Cela étant, les Etats qui louent le plan d'autonomie marocain sans aller plus loin contribuent encore à l’opacité onusienne savamment entretenue dans cette affaire, la question du Sahara étant la seule à être traitée simultanément par trois organes des Nations Unies, le Conseil de Sécurité, le Comité des Vingt-Quatre et la 4ème Commission. On ne peut trouver mieux pour enterrer un dossier et maintenir l’opacité, comme sait si bien le faire « la communauté internationale » avec son atout principal, le « droit international », c’est-à-dire occidental, ou encore celui des vainqueurs de la Deuxième Guerre mondiale. Entretenir les rivalités pour affaiblir, affaiblir pour dominer, dominer pour assujettir…

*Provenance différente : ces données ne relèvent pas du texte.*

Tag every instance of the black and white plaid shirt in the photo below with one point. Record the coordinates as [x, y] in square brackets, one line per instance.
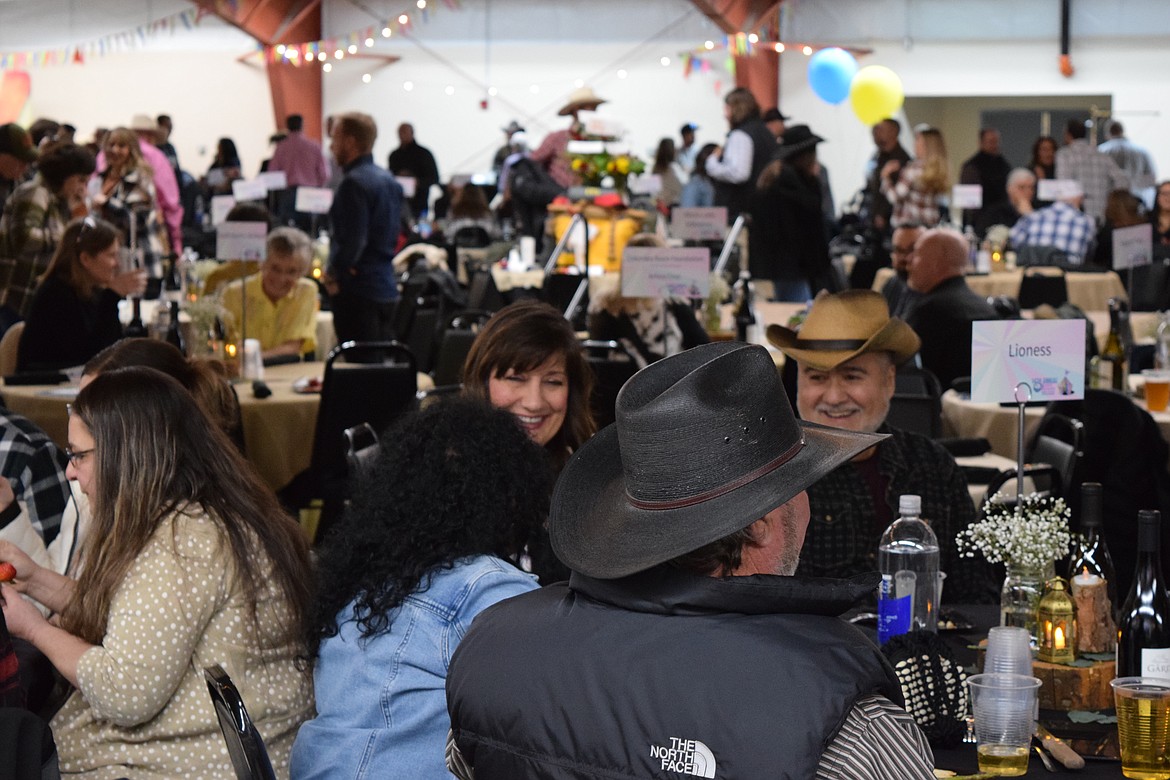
[36, 470]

… sauf que nous sommes en 2023, que les menaces globales sont aussi nouvelles qu’exacerbées, que de nouveaux blocs se forment et prennent forme, que l’Afrique est aux premiers rangs des appétits des uns et des autres et que le Maroc a compris les enjeux et refuse de jouer davantage le jeu. L’heure n’est plus à l’hésitation, aux formulations alambiquées, aux procrastinations diplomatiques ; il faut choisir. Le bloc occidental exige implicitement (peut-être même explicitement) au Maroc de choisir son camp, le Maroc peut demander en retour de choisir entre lui et l’Algérie. Les Etats-Unis l’ont compris (image), comme le montre la confirmation de l’Accord Tripartite par Washington, Israël aussi, l’Espagne y est presque, l’Allemagne aussi…

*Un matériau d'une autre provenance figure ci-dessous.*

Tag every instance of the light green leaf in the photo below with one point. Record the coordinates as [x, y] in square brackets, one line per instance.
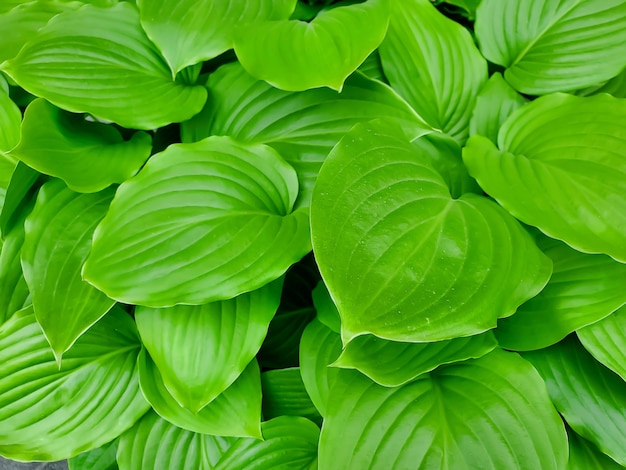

Aujourd’hui, la (re)polarisation du monde s’incarnant dans l’opposition entre G7 et BRICS (sans le récent +), il appartient aux pays du premier groupe de rallier le plus possible d’alliés fiables et prometteurs. Le Maroc en est un, l’Algérie non. L’heure n’est plus aux embrouillaminis langagiers mais à la clarté et au courage diplomatiques. Comme le dit l’éminent sociologue Mohamed Cherkaoui : « Sans le Maroc le Sahara n'est que désert, et sans le Sahara l'histoire du Maroc est incompréhensible »… et le futur du Sahel et de l’Eurafrique est périlleux, pourrions-nous ajouter.

Et dans cette logique, le Maroc devra affirmer et affermir sa politique du « prisme diplomatique » à l’encontre des pays adeptes de la diplomatie du verbe, de la diplomatie verbeuse.